Insights from the graphs: 

When looking at these graphs it doesn't look like the level of experience of the players, their gender or the hours spent playing had a relationship with whether or not they subscribed. However, there does seem to be a relationship with the age of the player and whether or not they subscribed. It seems as though younger players that are around 15 and younger are more likely to subscribe compared to players over 35. However, it is a weak relationship.

Method and Plan: 

To address my question I would use knn to predict classification. This would work because I am trying to guess which category players fall into, whether they subscribe or not, based on their age. Seeing that subscription is a categorical variable, classification is what is being predicted. The limitations are that this would only look at one variable, ignoring the fact that other variables may also influence the prediction. This also requires the assumption that age can predict whether or not players will subscribe which may be difficult because the graph seems to show a weak relationship between the two. 

To do knn, the data should be split after wrangling but prior to making the model. 75% of the data should go into the training set and the rest into the testing set, ensuring shuffling and stratification happened.

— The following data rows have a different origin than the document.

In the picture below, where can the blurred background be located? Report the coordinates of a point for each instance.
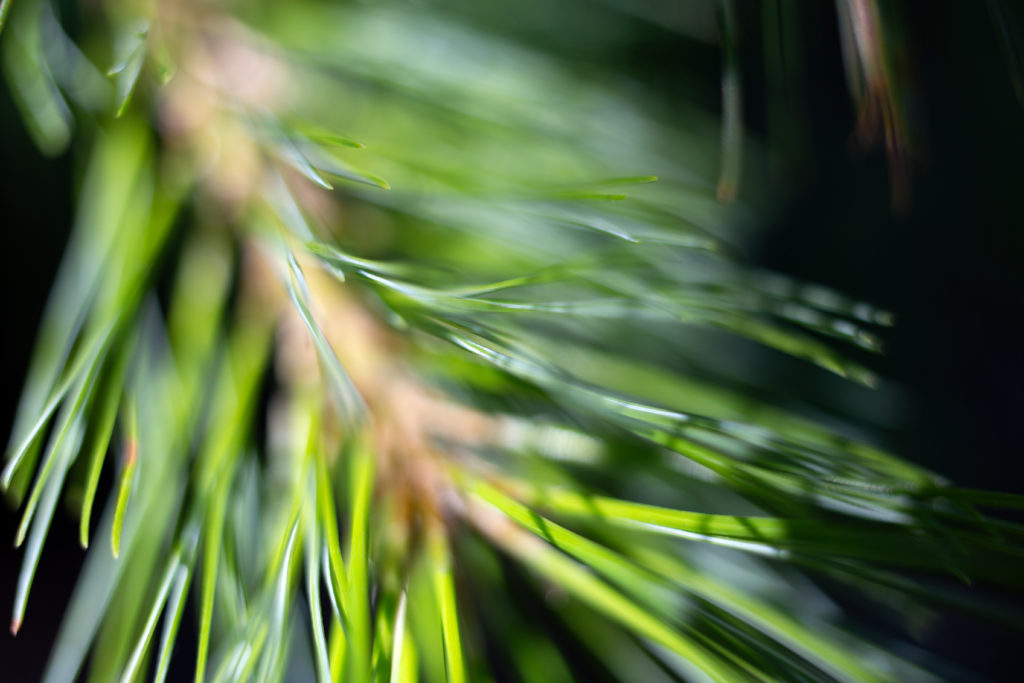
(949, 265)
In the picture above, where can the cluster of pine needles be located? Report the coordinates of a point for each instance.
(403, 344)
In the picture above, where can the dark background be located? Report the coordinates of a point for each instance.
(950, 267)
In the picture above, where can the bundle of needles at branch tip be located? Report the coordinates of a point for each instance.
(410, 349)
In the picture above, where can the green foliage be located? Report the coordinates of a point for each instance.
(503, 353)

After splitting, the training set should be used to build the model. Cross-validation and tuning should also be done to find the best number of neighbours to provide the most accurate predictions that can be achieved. This will also help prevent underfitting or overfitting the model. The data will then be further split and a validation set created. After tuning the optimal k will be inserted and the prediciton will be run.